Tout ce qui était caché a explosé au grand jour, on appelle ça les « guerres de culture » (« culture wars »), après 2016 on ne peut plus partir à la recherche d’un récit, d’une solution à la question de savoir comment il faut vivre, rien n’est plus neutre, tout est polarisé, tout est devenu explicitement politique et idéologique. On ne fait plus que discuter des guerres de culture.
L’Infinie Comédie de David Foster Wallace me vient à l’esprit : le dialogue sur le mâle alpha semble être le noyau de votre livre et rappelle le débat entre le terroriste québécois et l’agent américain chez Wallace.

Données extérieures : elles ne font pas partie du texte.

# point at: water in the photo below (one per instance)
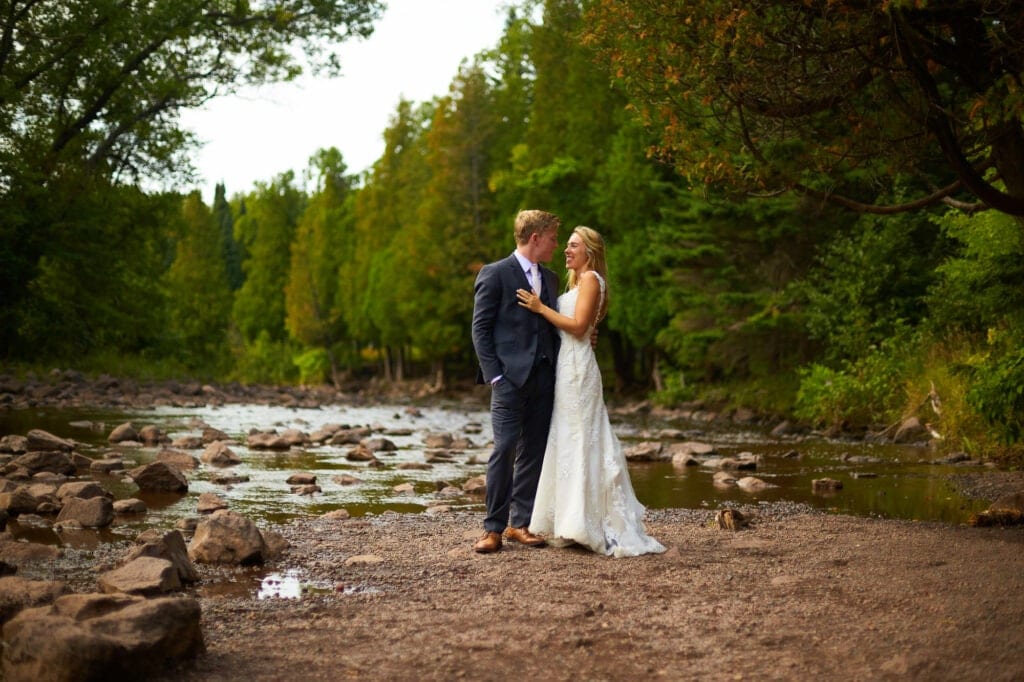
(878, 480)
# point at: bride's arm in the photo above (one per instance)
(586, 310)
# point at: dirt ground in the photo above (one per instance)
(798, 595)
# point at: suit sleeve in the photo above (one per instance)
(486, 302)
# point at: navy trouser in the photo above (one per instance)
(519, 418)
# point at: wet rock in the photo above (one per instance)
(86, 513)
(379, 444)
(226, 537)
(437, 440)
(359, 454)
(350, 436)
(753, 484)
(181, 460)
(219, 455)
(83, 489)
(34, 462)
(649, 451)
(209, 503)
(159, 477)
(107, 465)
(38, 439)
(18, 593)
(476, 484)
(143, 576)
(14, 444)
(94, 636)
(911, 430)
(129, 506)
(825, 485)
(18, 502)
(124, 432)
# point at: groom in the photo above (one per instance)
(516, 350)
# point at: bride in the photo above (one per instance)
(585, 494)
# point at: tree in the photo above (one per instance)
(312, 314)
(829, 99)
(199, 293)
(89, 96)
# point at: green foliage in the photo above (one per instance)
(265, 360)
(198, 290)
(869, 283)
(997, 385)
(867, 391)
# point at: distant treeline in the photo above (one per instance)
(780, 233)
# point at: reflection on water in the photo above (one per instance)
(281, 586)
(878, 480)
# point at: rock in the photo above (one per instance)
(86, 513)
(18, 593)
(17, 502)
(83, 489)
(476, 485)
(182, 461)
(209, 503)
(143, 576)
(123, 432)
(107, 465)
(35, 462)
(825, 485)
(226, 537)
(159, 477)
(359, 454)
(911, 430)
(95, 636)
(42, 440)
(152, 435)
(649, 451)
(753, 484)
(129, 506)
(219, 455)
(403, 488)
(379, 444)
(437, 440)
(14, 444)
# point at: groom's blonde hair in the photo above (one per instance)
(534, 221)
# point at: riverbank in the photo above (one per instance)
(798, 595)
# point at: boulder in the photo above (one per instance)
(97, 636)
(86, 513)
(18, 593)
(226, 537)
(144, 576)
(159, 477)
(37, 439)
(169, 546)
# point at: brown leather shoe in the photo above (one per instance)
(489, 542)
(524, 537)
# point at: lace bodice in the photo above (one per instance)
(585, 494)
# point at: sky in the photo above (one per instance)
(414, 52)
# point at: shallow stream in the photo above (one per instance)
(893, 481)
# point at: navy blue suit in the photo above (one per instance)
(521, 347)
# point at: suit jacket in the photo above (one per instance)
(505, 334)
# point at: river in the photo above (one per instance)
(893, 481)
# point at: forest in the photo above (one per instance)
(812, 210)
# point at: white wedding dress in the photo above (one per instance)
(585, 494)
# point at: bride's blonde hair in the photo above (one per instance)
(594, 246)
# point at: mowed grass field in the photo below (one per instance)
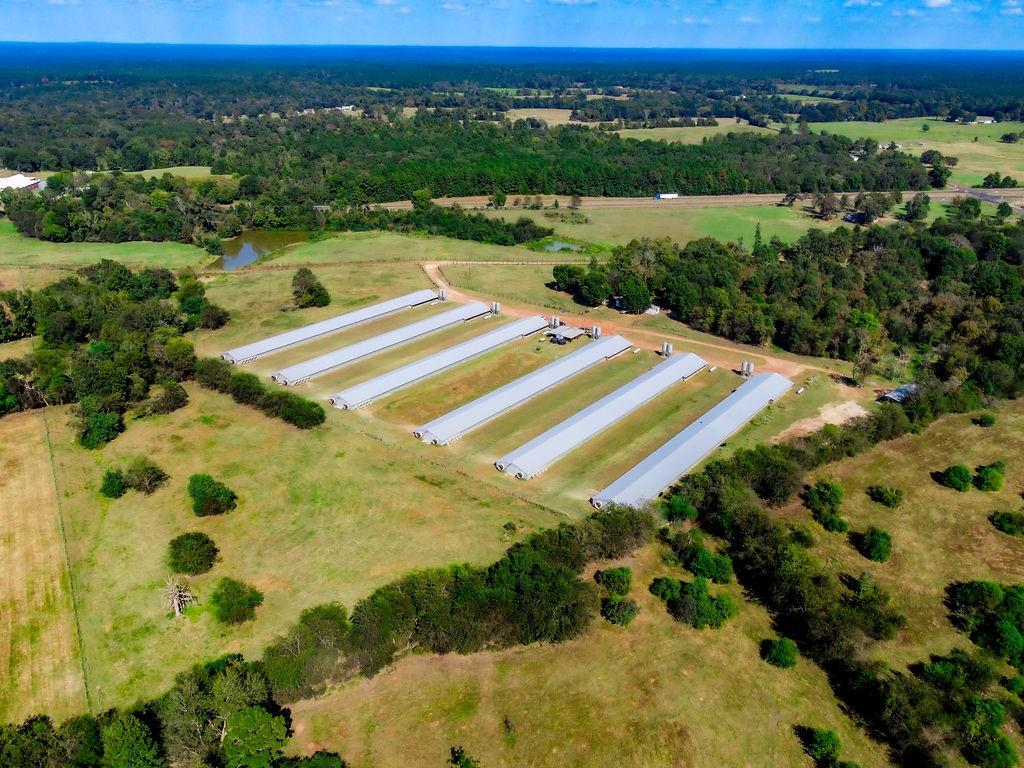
(939, 536)
(612, 226)
(368, 247)
(23, 252)
(40, 665)
(655, 694)
(977, 158)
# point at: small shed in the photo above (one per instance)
(900, 394)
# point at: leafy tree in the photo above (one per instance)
(990, 477)
(619, 611)
(875, 544)
(144, 475)
(210, 497)
(192, 553)
(113, 485)
(254, 738)
(635, 295)
(235, 601)
(308, 291)
(779, 651)
(956, 477)
(128, 743)
(616, 581)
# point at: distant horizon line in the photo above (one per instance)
(492, 46)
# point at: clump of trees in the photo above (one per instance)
(875, 544)
(692, 603)
(192, 553)
(887, 496)
(141, 474)
(210, 497)
(307, 291)
(989, 477)
(779, 651)
(247, 389)
(235, 601)
(823, 499)
(615, 607)
(105, 336)
(877, 296)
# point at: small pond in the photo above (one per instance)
(252, 246)
(555, 246)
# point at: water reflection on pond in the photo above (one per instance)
(251, 246)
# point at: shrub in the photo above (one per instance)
(989, 477)
(192, 553)
(666, 589)
(887, 496)
(619, 611)
(245, 388)
(213, 373)
(144, 475)
(97, 425)
(677, 508)
(1009, 522)
(780, 651)
(113, 485)
(235, 601)
(875, 544)
(616, 581)
(210, 497)
(822, 747)
(698, 608)
(956, 477)
(307, 290)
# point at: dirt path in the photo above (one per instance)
(39, 647)
(724, 354)
(834, 413)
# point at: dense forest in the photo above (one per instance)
(94, 107)
(945, 301)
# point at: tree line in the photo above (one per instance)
(944, 301)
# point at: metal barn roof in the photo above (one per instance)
(545, 450)
(308, 369)
(251, 351)
(453, 425)
(360, 394)
(648, 478)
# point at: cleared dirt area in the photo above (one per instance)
(40, 667)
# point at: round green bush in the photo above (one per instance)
(192, 553)
(780, 651)
(875, 544)
(113, 485)
(210, 497)
(619, 611)
(235, 601)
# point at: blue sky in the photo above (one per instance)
(835, 24)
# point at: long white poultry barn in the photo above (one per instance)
(249, 352)
(455, 424)
(325, 363)
(542, 452)
(363, 394)
(648, 478)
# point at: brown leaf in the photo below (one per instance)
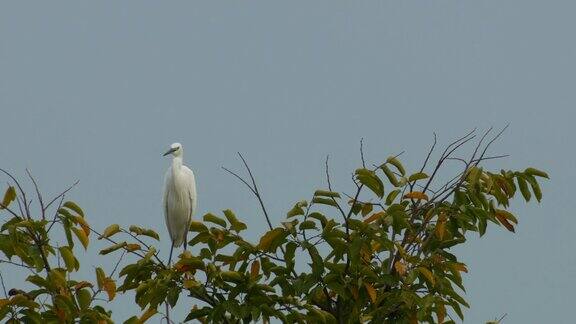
(505, 222)
(82, 284)
(371, 292)
(110, 287)
(9, 197)
(416, 195)
(427, 274)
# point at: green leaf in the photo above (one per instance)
(9, 196)
(324, 201)
(69, 259)
(72, 205)
(535, 187)
(317, 263)
(38, 281)
(267, 242)
(151, 233)
(297, 209)
(395, 162)
(370, 180)
(231, 276)
(536, 172)
(81, 237)
(196, 226)
(234, 222)
(109, 231)
(100, 276)
(417, 176)
(198, 313)
(523, 185)
(390, 175)
(307, 224)
(84, 298)
(324, 193)
(214, 219)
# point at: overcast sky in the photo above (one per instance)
(96, 91)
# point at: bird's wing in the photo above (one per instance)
(191, 185)
(165, 196)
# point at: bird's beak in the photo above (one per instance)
(169, 151)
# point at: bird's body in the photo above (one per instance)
(179, 199)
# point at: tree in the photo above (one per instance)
(381, 254)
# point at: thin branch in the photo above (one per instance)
(38, 194)
(362, 152)
(62, 194)
(429, 153)
(328, 174)
(19, 188)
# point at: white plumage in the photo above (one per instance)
(180, 198)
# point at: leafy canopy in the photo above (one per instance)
(380, 255)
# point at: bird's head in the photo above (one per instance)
(175, 150)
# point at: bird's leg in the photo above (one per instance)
(170, 257)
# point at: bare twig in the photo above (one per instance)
(328, 173)
(429, 153)
(38, 194)
(253, 188)
(362, 152)
(62, 194)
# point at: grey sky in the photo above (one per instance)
(96, 91)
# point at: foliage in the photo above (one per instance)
(382, 254)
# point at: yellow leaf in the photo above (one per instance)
(4, 302)
(109, 231)
(147, 314)
(400, 267)
(82, 237)
(255, 269)
(354, 292)
(507, 215)
(371, 292)
(366, 209)
(110, 287)
(83, 224)
(427, 274)
(191, 283)
(416, 195)
(374, 217)
(504, 221)
(9, 197)
(460, 267)
(440, 312)
(440, 229)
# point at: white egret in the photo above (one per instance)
(179, 199)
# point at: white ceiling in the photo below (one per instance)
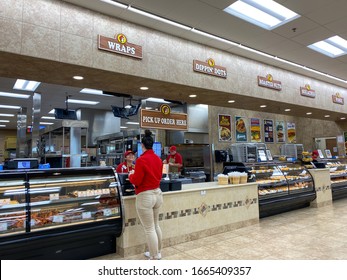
(319, 20)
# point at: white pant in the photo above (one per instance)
(147, 207)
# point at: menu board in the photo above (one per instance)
(291, 133)
(255, 130)
(240, 129)
(280, 132)
(224, 127)
(269, 131)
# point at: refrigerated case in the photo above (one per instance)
(68, 213)
(338, 176)
(282, 187)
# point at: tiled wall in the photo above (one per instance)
(189, 215)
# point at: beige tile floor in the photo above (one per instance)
(304, 234)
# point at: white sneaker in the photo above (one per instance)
(147, 255)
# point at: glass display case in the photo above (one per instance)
(282, 187)
(72, 211)
(338, 176)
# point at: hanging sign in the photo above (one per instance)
(240, 129)
(269, 131)
(255, 130)
(269, 82)
(119, 44)
(338, 99)
(280, 132)
(210, 68)
(163, 119)
(291, 133)
(224, 127)
(307, 91)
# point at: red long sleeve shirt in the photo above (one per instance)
(148, 172)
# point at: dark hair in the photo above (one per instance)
(147, 140)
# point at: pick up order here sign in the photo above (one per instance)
(160, 120)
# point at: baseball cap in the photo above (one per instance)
(128, 153)
(173, 148)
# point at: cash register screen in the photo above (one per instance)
(23, 164)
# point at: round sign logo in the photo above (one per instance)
(165, 109)
(211, 62)
(121, 38)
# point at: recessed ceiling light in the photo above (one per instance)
(86, 102)
(48, 118)
(26, 85)
(6, 115)
(266, 14)
(14, 95)
(91, 91)
(78, 77)
(333, 47)
(10, 107)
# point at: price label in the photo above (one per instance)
(86, 215)
(58, 219)
(3, 226)
(54, 196)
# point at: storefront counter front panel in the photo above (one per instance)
(198, 210)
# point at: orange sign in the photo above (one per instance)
(163, 119)
(119, 45)
(338, 99)
(209, 68)
(269, 82)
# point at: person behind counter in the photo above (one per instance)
(174, 159)
(146, 177)
(128, 164)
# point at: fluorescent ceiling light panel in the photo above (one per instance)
(86, 102)
(333, 47)
(10, 107)
(14, 95)
(158, 100)
(91, 91)
(266, 14)
(26, 85)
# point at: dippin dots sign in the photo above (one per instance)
(163, 119)
(119, 44)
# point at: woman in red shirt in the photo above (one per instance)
(146, 178)
(128, 164)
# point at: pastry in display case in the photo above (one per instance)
(75, 212)
(338, 177)
(282, 187)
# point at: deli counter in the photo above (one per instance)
(66, 213)
(281, 187)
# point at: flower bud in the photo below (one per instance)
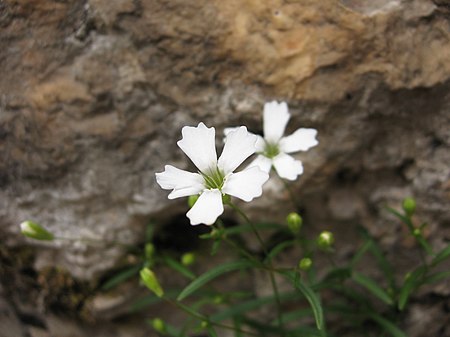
(417, 232)
(192, 200)
(325, 240)
(226, 199)
(35, 231)
(159, 325)
(151, 282)
(409, 206)
(294, 221)
(187, 259)
(305, 263)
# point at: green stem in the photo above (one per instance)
(269, 261)
(204, 318)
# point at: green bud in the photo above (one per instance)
(325, 240)
(35, 231)
(187, 259)
(149, 251)
(218, 299)
(305, 263)
(294, 221)
(226, 199)
(409, 206)
(193, 199)
(151, 282)
(159, 325)
(417, 232)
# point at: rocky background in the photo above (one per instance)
(94, 93)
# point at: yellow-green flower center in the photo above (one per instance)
(214, 179)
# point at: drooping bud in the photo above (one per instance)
(187, 259)
(409, 206)
(294, 221)
(325, 240)
(159, 325)
(305, 263)
(35, 231)
(151, 282)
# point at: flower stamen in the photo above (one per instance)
(214, 179)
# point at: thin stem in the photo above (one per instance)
(291, 193)
(269, 261)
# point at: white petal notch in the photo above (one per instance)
(199, 144)
(216, 177)
(274, 149)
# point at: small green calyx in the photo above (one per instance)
(271, 150)
(35, 231)
(214, 179)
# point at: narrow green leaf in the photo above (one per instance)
(248, 228)
(388, 326)
(441, 256)
(373, 287)
(279, 248)
(383, 263)
(314, 302)
(121, 277)
(241, 308)
(212, 274)
(409, 285)
(212, 331)
(361, 252)
(403, 218)
(177, 266)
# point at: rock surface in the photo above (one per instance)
(94, 95)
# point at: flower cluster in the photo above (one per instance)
(216, 179)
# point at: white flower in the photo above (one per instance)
(215, 177)
(274, 149)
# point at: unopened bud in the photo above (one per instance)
(325, 240)
(305, 263)
(159, 325)
(294, 221)
(35, 231)
(409, 206)
(192, 200)
(187, 259)
(226, 199)
(151, 282)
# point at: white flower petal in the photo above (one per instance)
(287, 167)
(182, 182)
(262, 162)
(246, 184)
(239, 145)
(199, 145)
(276, 117)
(260, 144)
(207, 208)
(301, 140)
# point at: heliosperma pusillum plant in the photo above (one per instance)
(353, 298)
(216, 182)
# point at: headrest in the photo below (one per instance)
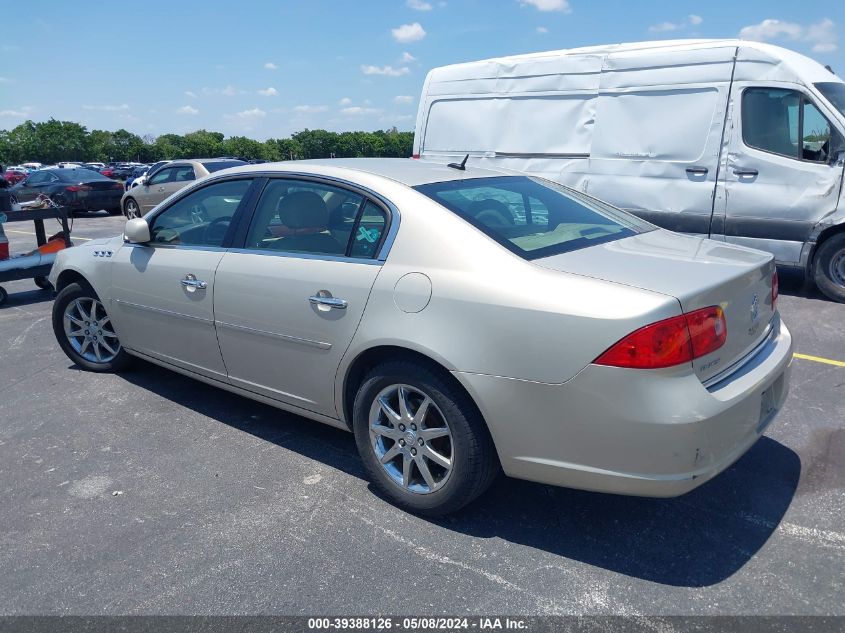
(303, 209)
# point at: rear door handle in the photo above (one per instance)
(330, 302)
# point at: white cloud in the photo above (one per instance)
(408, 33)
(228, 91)
(821, 35)
(548, 5)
(390, 71)
(123, 107)
(358, 111)
(308, 109)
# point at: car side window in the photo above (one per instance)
(304, 217)
(203, 217)
(163, 176)
(786, 123)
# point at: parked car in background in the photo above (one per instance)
(79, 189)
(765, 172)
(457, 321)
(167, 181)
(147, 174)
(15, 174)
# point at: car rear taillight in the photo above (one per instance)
(670, 342)
(775, 290)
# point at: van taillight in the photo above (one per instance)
(775, 290)
(670, 342)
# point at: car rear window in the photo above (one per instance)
(534, 218)
(222, 164)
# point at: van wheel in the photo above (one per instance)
(829, 268)
(422, 440)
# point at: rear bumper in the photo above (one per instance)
(635, 432)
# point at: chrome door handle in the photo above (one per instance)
(191, 281)
(330, 302)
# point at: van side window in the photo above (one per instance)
(785, 122)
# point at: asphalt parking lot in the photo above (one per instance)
(148, 492)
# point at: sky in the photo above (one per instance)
(269, 68)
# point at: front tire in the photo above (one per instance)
(421, 439)
(829, 268)
(131, 209)
(84, 330)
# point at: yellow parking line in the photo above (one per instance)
(819, 359)
(73, 237)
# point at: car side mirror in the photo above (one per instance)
(136, 231)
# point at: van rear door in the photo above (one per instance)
(658, 134)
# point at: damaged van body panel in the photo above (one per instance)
(727, 139)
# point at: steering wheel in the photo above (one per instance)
(208, 235)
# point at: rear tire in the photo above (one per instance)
(430, 463)
(829, 268)
(84, 332)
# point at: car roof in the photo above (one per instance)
(406, 171)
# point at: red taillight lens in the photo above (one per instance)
(670, 342)
(775, 290)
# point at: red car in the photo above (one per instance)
(13, 176)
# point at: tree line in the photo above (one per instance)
(53, 141)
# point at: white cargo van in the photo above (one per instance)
(736, 140)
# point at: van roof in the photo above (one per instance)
(791, 66)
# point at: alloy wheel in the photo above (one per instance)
(89, 330)
(411, 439)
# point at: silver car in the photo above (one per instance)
(460, 321)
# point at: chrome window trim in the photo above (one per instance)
(297, 255)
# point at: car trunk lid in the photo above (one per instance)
(699, 273)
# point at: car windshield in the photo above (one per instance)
(222, 164)
(834, 92)
(534, 218)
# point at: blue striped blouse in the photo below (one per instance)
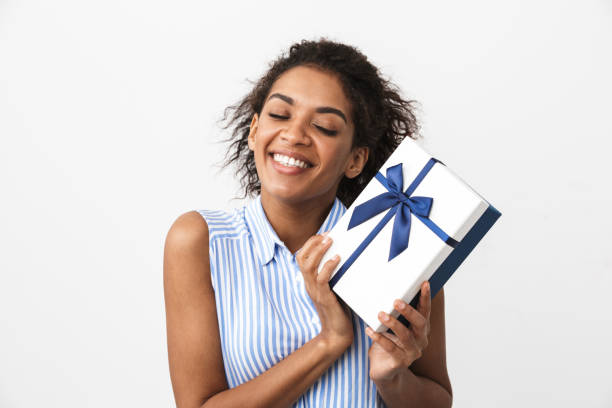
(265, 313)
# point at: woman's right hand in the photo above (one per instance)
(336, 322)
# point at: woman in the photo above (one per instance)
(250, 322)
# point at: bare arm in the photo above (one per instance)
(194, 346)
(411, 367)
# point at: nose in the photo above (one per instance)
(295, 133)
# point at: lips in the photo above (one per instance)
(289, 158)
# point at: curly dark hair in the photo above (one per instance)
(382, 118)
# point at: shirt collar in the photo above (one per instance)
(265, 238)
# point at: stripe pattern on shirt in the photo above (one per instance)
(265, 313)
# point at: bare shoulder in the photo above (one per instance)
(188, 230)
(186, 256)
(191, 320)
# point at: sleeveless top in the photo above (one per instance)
(265, 313)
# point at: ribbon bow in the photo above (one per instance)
(402, 205)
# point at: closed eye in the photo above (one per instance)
(272, 115)
(328, 132)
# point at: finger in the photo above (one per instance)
(425, 300)
(403, 334)
(418, 322)
(328, 267)
(388, 345)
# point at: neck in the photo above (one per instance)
(294, 223)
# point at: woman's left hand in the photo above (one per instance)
(390, 354)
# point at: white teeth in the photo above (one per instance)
(289, 161)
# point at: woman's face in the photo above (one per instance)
(302, 140)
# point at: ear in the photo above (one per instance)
(357, 161)
(252, 131)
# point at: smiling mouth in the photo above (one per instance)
(289, 161)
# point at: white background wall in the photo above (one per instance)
(108, 133)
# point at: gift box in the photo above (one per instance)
(415, 221)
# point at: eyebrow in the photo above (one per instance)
(320, 109)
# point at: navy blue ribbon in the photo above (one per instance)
(401, 205)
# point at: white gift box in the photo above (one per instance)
(371, 281)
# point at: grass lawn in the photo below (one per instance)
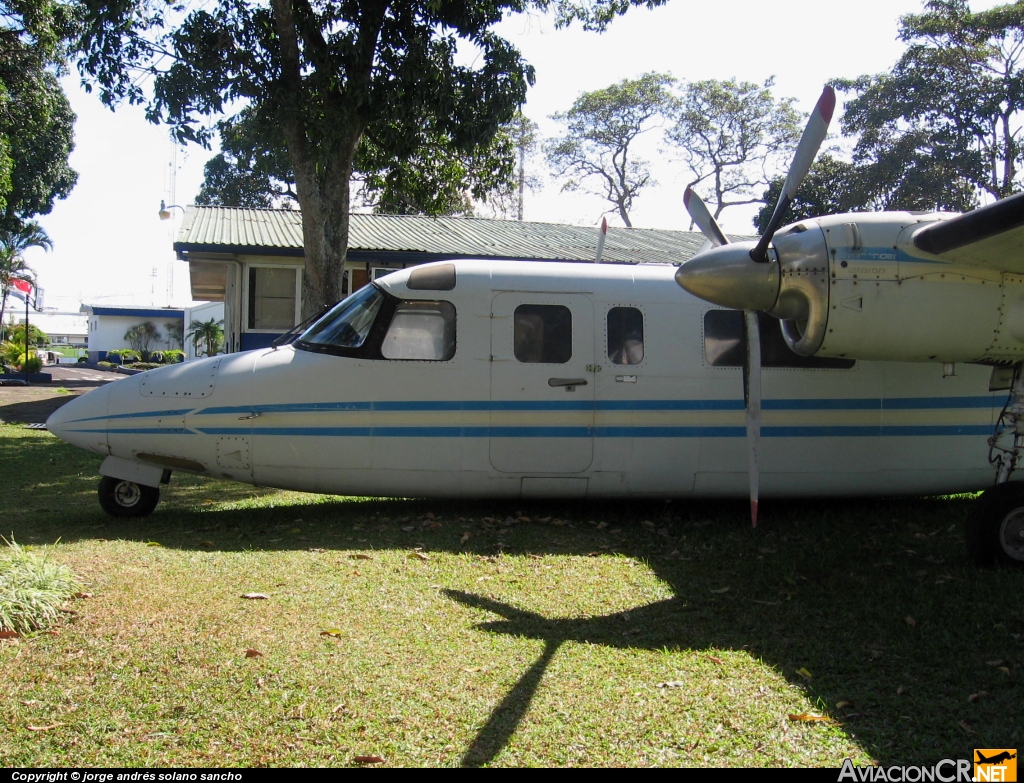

En effet, Lindsay et Orson constituent la conscience et le noyau intellectuel du livre. C’est vrai, leur conversation ressemble à celle entre Marathe et Steeply, entremêlée dans L’Infinie Comédie à la manière du commentaire moral d’un chœur grec annonçant le thème. Lindsay et Orson jouent un rôle similaire, ce n’est pas une coïncidence qu’ils soient les seuls écrivains dans le roman. Orson est un personnage postmoderne, il y a chez lui des clins d’œil à William Vollmann : j’adore son ambition d’écrire cette tentaculaire méga-histoire de Las Vegas, le livre qui va tout englober. Leur conversation tourne autour de la question de la puissance des récits. En 2014 et 2015, on parlait encore du mâle alpha, puis ça s’est transformé dans le discours de l’alt-right aux horribles relents néonazis. En principe, j’ai confiance, le lecteur saura faire la distinction entre les affirmations des personnages et mes propres convictions. Mais Tom était suffisamment malléable pour accepter sans critique les théories de Trevor, l’idée que la passivité masculine est négative, qu’il faut s’affirmer en tant qu’alpha, établir sa domination en tête de la meute pour avoir accès aux meilleures partenaires sexuelles. Donc j’ai introduit le discours d’Orson pour le contrecarrer, pour expliquer en quoi ces théories relèvent de la foutaise, du marketing. Peut-être en tant qu’écrivain aurais-je dû être plus courageux et m’en passer, mais j’ai le sentiment que la présence du propos d’Orson dans le roman se justifie du fait qu’il a été personnellement affecté par cette idéologie lorsqu’il a été abandonné par ses amis pour lesquels il n’était pas assez alpha.